Path: utzoo!utgpu!news-server.csri.toronto.edu!cs.utexas.edu!usc!apple!agate!shelby!portia.stanford.edu!whirlwind.Stanford.EDU!wan
From: wan@whirlwind.Stanford.EDU (Eric A. Wan)
Newsgroups: comp.ai.neural-nets
Subject: Re: Backpropagation with Newton's Method, and recurrence.  Source code.
Message-ID: <1990Nov21.213353.16460@portia.Stanford.EDU>
Date: 21 Nov 90 21:33:53 GMT
References: <7607@uwm.edu> <1248@helens.Stanford.EDU> <7684@uwm.edu>
Sender: news@portia.Stanford.EDU (USENET News System)
Organization: Stanford University, California, USA
Lines: 92

In article <7684@uwm.edu> markh@csd4.csd.uwm.edu (Mark William Hopkins) writes:
>In article <1248@helens.Stanford.EDU> wan@isl.Stanford.EDU (Eric A. Wan) writes:
>>You mention the method does not work well for f(x) = x^2.  In fact, Newton's
>>Method applied to the gradient of x^2 converges in one step.
>
>You lost me here.  Try using Newton's method to find a zero of x^2.  This is
>what I was describing.  It has the same (relatively poor) performance as
>binary search:
>
>		  x[n+1] = x[n] -  x[n]^2/(2*x[n]) = 1/2 * x[n].
>

I think you still don't quite understand what we mean.  Near the
current value of X_k look at the first two terms of the Taylor
expansion:

    f(X) = f(X_k) + grad(f)(X-X_k) + (1/2)[(X-X_k)^T]*H*(X-X_k) + O(X^3)

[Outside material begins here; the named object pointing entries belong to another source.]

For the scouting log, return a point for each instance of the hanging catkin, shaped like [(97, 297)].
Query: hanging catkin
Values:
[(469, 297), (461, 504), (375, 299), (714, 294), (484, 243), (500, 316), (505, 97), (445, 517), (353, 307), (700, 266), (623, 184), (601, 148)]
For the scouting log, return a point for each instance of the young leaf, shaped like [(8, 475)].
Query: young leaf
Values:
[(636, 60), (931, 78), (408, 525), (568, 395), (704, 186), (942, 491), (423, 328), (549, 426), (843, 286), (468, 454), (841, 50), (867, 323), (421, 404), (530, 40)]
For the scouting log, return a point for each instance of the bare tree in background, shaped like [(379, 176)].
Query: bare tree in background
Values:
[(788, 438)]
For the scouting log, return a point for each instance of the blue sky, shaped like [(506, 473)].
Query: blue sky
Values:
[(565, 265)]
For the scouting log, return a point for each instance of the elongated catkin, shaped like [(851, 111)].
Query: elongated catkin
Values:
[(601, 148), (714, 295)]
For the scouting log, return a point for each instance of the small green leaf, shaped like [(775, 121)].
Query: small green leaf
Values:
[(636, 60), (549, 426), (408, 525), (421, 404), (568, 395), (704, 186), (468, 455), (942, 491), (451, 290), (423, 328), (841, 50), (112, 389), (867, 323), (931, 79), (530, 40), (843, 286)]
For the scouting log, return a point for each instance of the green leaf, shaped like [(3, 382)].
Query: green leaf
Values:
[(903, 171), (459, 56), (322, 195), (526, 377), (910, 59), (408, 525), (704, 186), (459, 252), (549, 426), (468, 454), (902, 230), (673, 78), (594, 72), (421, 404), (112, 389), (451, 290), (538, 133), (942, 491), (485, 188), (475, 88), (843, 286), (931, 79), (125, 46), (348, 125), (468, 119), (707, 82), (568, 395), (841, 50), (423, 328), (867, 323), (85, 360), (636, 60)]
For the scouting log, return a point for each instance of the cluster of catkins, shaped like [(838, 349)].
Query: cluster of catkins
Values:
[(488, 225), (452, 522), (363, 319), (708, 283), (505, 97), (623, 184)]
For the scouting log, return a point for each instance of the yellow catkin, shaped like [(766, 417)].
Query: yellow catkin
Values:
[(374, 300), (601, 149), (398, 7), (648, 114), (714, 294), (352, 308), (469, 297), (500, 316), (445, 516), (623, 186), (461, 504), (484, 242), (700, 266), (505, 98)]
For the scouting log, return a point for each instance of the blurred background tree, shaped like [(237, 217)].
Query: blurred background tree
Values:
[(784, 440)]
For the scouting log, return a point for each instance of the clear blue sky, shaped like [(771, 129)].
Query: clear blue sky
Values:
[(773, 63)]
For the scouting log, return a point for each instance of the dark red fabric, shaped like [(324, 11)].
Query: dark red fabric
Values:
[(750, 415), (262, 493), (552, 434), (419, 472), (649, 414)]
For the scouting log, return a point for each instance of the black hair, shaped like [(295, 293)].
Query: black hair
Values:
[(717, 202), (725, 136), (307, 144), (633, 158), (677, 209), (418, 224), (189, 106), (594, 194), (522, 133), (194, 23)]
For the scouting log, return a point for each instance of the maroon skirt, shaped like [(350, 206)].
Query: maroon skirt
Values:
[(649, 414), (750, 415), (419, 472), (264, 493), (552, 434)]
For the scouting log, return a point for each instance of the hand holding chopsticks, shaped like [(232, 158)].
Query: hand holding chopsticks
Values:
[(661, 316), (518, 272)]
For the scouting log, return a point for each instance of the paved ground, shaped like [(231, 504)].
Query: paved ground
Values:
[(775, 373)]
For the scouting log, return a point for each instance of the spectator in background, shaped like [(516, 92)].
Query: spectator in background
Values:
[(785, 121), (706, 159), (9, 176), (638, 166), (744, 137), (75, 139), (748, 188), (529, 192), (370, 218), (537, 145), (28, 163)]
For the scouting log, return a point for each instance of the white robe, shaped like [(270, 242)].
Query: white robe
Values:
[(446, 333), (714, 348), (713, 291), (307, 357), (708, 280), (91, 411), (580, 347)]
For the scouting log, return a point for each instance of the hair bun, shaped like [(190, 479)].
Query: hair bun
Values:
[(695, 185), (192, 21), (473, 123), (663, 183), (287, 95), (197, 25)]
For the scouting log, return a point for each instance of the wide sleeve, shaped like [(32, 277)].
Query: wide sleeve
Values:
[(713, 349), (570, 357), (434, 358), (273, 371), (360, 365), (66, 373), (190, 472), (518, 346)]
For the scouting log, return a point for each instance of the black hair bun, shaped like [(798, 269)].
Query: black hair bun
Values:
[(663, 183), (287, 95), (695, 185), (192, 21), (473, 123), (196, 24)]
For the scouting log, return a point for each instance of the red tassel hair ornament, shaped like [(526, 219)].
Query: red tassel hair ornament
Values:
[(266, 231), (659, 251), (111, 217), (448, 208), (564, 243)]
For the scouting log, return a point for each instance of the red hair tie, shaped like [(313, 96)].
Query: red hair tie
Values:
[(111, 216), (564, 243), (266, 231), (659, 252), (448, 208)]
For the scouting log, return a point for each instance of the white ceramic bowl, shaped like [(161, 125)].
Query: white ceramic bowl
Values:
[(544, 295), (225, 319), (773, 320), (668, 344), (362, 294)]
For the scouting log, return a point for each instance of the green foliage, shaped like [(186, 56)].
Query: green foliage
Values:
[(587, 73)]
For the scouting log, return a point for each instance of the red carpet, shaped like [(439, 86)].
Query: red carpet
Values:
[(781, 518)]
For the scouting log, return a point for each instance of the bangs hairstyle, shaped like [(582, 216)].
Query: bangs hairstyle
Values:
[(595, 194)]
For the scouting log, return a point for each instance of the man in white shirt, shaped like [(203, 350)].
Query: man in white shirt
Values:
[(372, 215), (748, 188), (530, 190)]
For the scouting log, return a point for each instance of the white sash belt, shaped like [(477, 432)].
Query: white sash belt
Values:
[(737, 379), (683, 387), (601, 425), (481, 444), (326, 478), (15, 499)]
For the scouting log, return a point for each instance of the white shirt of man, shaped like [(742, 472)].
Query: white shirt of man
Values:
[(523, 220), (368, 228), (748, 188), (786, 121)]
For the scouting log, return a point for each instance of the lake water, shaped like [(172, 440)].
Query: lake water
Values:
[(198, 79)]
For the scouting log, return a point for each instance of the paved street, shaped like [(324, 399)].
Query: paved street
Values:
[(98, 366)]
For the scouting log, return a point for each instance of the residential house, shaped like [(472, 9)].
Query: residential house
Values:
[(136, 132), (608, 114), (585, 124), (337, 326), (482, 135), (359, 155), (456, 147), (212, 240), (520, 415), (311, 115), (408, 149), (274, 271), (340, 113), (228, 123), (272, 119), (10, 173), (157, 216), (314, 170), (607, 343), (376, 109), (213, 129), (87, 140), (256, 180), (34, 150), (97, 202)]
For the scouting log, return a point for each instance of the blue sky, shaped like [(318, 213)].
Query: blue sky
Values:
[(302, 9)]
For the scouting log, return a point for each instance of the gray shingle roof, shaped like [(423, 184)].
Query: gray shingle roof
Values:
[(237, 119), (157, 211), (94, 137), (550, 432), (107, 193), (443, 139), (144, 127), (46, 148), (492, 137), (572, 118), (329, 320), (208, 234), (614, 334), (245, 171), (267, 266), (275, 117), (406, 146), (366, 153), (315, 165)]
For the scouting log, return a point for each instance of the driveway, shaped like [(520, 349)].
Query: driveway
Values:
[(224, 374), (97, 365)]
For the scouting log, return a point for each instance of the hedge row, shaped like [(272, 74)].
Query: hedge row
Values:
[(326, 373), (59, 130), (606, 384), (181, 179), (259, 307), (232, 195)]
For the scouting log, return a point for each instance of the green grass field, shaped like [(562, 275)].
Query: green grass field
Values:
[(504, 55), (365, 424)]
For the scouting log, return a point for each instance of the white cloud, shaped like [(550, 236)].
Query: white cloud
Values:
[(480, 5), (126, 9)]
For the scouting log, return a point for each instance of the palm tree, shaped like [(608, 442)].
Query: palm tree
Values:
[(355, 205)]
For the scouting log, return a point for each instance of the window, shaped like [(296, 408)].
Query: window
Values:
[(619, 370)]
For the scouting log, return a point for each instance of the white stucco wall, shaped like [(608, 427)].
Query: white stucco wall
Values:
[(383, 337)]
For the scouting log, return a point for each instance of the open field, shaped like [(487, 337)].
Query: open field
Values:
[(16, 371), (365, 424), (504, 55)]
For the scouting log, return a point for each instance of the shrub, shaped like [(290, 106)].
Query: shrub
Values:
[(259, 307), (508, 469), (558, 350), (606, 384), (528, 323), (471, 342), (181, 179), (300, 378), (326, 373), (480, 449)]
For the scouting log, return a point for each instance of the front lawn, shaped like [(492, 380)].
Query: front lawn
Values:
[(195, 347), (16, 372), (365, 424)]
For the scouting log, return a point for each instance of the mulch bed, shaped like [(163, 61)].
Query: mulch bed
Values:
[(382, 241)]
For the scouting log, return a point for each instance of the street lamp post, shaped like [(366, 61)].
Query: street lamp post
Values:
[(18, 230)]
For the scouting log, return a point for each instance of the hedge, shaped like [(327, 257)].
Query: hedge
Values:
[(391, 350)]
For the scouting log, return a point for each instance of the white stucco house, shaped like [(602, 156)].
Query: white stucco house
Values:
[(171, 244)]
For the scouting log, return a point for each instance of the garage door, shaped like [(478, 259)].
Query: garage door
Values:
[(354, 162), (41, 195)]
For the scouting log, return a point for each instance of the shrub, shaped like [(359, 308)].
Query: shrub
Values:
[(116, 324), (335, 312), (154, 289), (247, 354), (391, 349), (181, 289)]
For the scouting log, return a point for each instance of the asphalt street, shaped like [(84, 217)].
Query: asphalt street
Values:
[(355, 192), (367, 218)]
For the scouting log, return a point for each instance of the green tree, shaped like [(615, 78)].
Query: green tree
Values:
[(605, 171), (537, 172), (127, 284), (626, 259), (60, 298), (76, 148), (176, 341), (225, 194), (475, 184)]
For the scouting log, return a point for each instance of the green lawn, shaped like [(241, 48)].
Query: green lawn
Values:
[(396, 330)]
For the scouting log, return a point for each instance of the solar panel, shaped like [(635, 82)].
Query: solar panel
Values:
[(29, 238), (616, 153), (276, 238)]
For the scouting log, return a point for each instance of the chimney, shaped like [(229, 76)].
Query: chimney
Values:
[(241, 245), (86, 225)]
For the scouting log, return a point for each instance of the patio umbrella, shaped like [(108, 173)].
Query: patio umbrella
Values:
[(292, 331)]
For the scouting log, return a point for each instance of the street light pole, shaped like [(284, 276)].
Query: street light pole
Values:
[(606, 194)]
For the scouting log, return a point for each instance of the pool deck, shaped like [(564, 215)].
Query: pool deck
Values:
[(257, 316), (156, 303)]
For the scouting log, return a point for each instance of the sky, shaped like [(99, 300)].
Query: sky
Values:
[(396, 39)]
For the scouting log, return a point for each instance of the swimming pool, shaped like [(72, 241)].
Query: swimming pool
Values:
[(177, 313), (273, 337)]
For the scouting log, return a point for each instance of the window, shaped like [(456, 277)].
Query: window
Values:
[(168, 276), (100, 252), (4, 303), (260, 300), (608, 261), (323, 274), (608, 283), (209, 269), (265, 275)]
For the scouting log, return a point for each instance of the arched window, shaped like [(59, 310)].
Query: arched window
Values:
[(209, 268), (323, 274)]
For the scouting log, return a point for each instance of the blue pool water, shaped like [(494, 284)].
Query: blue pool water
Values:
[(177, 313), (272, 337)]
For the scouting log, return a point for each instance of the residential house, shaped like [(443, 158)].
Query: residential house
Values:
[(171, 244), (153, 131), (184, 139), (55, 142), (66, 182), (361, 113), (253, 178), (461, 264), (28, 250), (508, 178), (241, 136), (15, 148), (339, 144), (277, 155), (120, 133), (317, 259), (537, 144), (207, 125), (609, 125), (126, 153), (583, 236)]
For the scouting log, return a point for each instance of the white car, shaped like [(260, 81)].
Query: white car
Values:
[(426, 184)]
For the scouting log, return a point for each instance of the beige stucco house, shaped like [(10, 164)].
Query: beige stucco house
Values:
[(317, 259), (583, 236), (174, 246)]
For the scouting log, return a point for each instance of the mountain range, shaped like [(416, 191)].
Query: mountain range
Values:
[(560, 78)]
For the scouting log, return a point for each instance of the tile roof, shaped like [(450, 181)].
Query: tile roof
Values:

Now take the gradient of the equation (dropping higher order terms)

   grad(f) = grad(f(X_k)) + H*(X-X_k) 

Using Newton's to find the zero of the gradient (which corresponds to
a minimum if H is positive definite) yields the following algorithm

    X_{k+1) = X_k - H^(-1)*grad(f)      (1)

This is the version of Newton's Method for minimizing a function found
in most optimization texts.

Now consider the example of f(x) = x^2.  (grad = 2x, H = grad(grad) = 2)
From equation (1) with any initial value of x = x_0
 
   x_1 = x_0 - (1/2)*2x_0 = x_0 - x_0 = 0

One step convergence to the minimum!  For any general hyperdimensional
quadratic one step convergence is also attained (not so if you search
for a zero). 
   
>You have to concede: it's a valid point to say that the goal is to find a zero
>or near-zero of the error function.  It's no use finding any minima if they
>aren't 'near' zero.  And if there aren't any minima AT ALL near a zero on the
>surface, then how could it even make sense to talk about convergence in the
>first place?  A "solution" with a significant error is simply not a solution,
>even if it's "optimum".

Sorry, but we don't agree.  The goal of training neural networks is
finding a minimum which doesn't have to be a zero.  For a simple
example, suppose you want to classify points drawn from two highly
overlapping Gaussian distributions.  In this case the optimal solution
will have a large error.  If the network were to have a large number
of weights, you could cause it to classify the points in your training
set perfectly, and the error of the trained system would be very close
to zero.  Such a network, however, would perform very poorly outside
the training set because you are overfitting the training data.  In
order for good generalization in this situation, you must use a very
small network which is capable of implementing a function not much
more complex than the optimal boundary (which is a hyperellipsoid or a
hyperplane, depending on the relative covariance of the two
distributions).  In this case the minimum solution will clearly have a
large error.  This sort of situation occurs often in real
classification problems.  For the most part, the only case where this
is not true to some extent is in contrived logic problems that are
probably better solved by something other than neural networks.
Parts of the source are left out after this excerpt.